I wasn’t interested in a new relationship but Don sure was. He drove me crazy, calling, wanting to come to SC all the time. We dated for a few months but by Christmas I was ready to call it quits. We had a huge fight and ended it, he even returned the Christmas present he bought me (a purse from Neiman Marcus).
In the spring of 1983 I was asked to transfer to Austin, TX to open 5 Paul Harris stores. I jumped at the chance and packed my light blue Monte Carlo and drove to Austin. I was there about 2 weeks and Danny called and said, “guess who’s moving to Austin?” Don, of course. He had gotten transferred to Austin with his company. He arrived a couple of weeks after me.
I loved music and Austin was a happening place. I went to an in-store rock show at Waterloo Records and there was Don. We spoke and decided that we didn’t know anyone else here in Austin so we might as well be friends. That indeed started a beautiful friendship. We went to rock shows together, met everyone in the burgeoning “new sincerity” music scene. We work together on helping bands and promoting music and tours. It was a magical time, some of the best times.
All the while I dated many musicians and when those relationships would go south, Don was always there to console me. I would call Don to pick me up at some party at 2:00 a.m. when I’d had a fight with my then boyfriend. After one particular break up, Don said, come to the New Orleans Jazz fest with me and the gang. It’ll be fun. Off we went to Nola and yes, it was a blast. While there we were in Jackson Square and enjoying some beignets on a park bench, he asked me to marry him. “What? Are you crazy? We haven’t even dated, we’re friends, I don’t think of you that way,” I said…He said, “well could we date then? Could you think of me that way?” I thought, okay let’s see what happens.
So, we started dating, and it was great. It was weird and wacky and wonderful. One year later we went to the New Orleans Jazz Fest again and he asked me in Jackson Square, will you marry me. Yes, I will marry you.

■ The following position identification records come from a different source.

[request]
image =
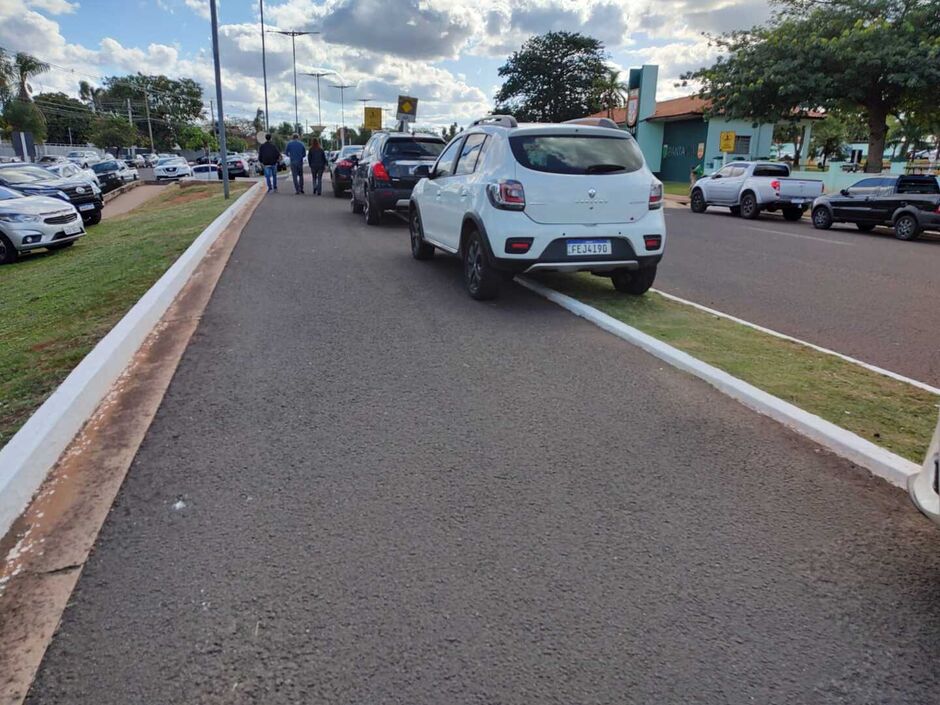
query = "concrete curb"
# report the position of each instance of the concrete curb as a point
(878, 461)
(35, 448)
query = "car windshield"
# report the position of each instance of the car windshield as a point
(577, 154)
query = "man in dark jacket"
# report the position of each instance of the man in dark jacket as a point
(269, 156)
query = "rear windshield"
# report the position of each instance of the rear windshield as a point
(577, 154)
(772, 170)
(413, 148)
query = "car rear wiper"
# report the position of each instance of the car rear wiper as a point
(602, 168)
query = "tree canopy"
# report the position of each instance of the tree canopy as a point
(552, 78)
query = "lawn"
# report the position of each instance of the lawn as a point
(58, 305)
(892, 414)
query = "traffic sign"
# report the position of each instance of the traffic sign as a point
(726, 141)
(407, 108)
(372, 120)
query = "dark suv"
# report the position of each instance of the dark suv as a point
(384, 174)
(32, 180)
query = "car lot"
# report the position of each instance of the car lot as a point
(867, 295)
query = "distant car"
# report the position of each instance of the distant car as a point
(342, 167)
(31, 180)
(909, 204)
(35, 222)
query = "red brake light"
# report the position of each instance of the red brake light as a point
(379, 172)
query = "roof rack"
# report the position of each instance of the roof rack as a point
(595, 122)
(500, 120)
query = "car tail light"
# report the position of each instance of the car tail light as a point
(507, 194)
(379, 172)
(518, 245)
(656, 196)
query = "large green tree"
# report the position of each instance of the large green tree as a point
(875, 56)
(552, 78)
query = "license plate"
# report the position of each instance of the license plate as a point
(577, 248)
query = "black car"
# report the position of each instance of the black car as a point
(910, 204)
(341, 168)
(384, 174)
(35, 181)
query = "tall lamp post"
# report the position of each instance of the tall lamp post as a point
(342, 108)
(293, 34)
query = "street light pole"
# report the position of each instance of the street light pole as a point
(223, 152)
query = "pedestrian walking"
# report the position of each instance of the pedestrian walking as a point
(269, 156)
(296, 151)
(316, 158)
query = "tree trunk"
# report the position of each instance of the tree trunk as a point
(877, 131)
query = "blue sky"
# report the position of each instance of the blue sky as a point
(445, 52)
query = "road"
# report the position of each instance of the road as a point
(862, 294)
(364, 487)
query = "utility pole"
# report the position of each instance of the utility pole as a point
(264, 71)
(223, 152)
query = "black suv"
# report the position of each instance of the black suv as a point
(910, 204)
(384, 174)
(35, 181)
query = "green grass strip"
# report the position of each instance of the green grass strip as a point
(58, 305)
(892, 414)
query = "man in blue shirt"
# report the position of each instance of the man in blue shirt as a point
(296, 151)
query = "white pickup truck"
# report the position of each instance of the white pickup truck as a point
(751, 187)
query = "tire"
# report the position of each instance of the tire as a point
(371, 211)
(419, 248)
(906, 227)
(8, 253)
(822, 218)
(634, 282)
(481, 280)
(749, 208)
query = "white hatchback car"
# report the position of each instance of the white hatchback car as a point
(567, 197)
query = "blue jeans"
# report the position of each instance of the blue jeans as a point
(270, 177)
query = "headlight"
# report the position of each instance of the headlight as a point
(18, 218)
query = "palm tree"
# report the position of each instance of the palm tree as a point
(611, 91)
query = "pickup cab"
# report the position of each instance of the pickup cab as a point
(748, 188)
(909, 204)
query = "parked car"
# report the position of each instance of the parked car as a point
(341, 168)
(509, 198)
(909, 204)
(31, 180)
(748, 188)
(83, 157)
(35, 222)
(172, 168)
(383, 174)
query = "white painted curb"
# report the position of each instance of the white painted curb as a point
(876, 460)
(34, 449)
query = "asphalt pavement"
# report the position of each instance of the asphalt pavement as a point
(867, 295)
(364, 487)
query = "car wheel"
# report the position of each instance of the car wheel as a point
(481, 280)
(419, 248)
(822, 218)
(8, 253)
(371, 211)
(749, 207)
(635, 282)
(906, 227)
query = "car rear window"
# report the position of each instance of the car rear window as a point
(777, 170)
(415, 148)
(577, 154)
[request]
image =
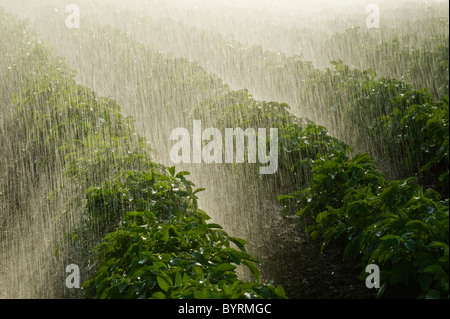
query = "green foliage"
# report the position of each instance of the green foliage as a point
(164, 248)
(394, 224)
(419, 133)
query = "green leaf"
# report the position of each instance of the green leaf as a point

We were packing up his stuff to move him to my house and up in the closet I found a wrapped Christmas present. Weird thing to find. “What’s this,” I asked? That’s the Christmas present you gave me when we broke up in SC. He had not opened it, he had packed it and taken it with him 2,000 miles all the way to TX. Love sick, romantic at heart. We sat there on the bed and opened the present. A set of flannel sheets I don’t even remember buying. A lot of good those would do us in Texas.
We got married on October 18th 1986, 35 years ago. It was many years later that I found out that my first date with Danny at the Braves game, I sat in Don’s seat. They were his tickets, he had given them to Danny because Don’s grandfather had died and he had to go home to Orlando for the funeral. In 1982, I sat in my future husband’s baseball seat.
I think about how baseball, music, and love brought this man into my life. Donnie, love you more than you can ever imagine.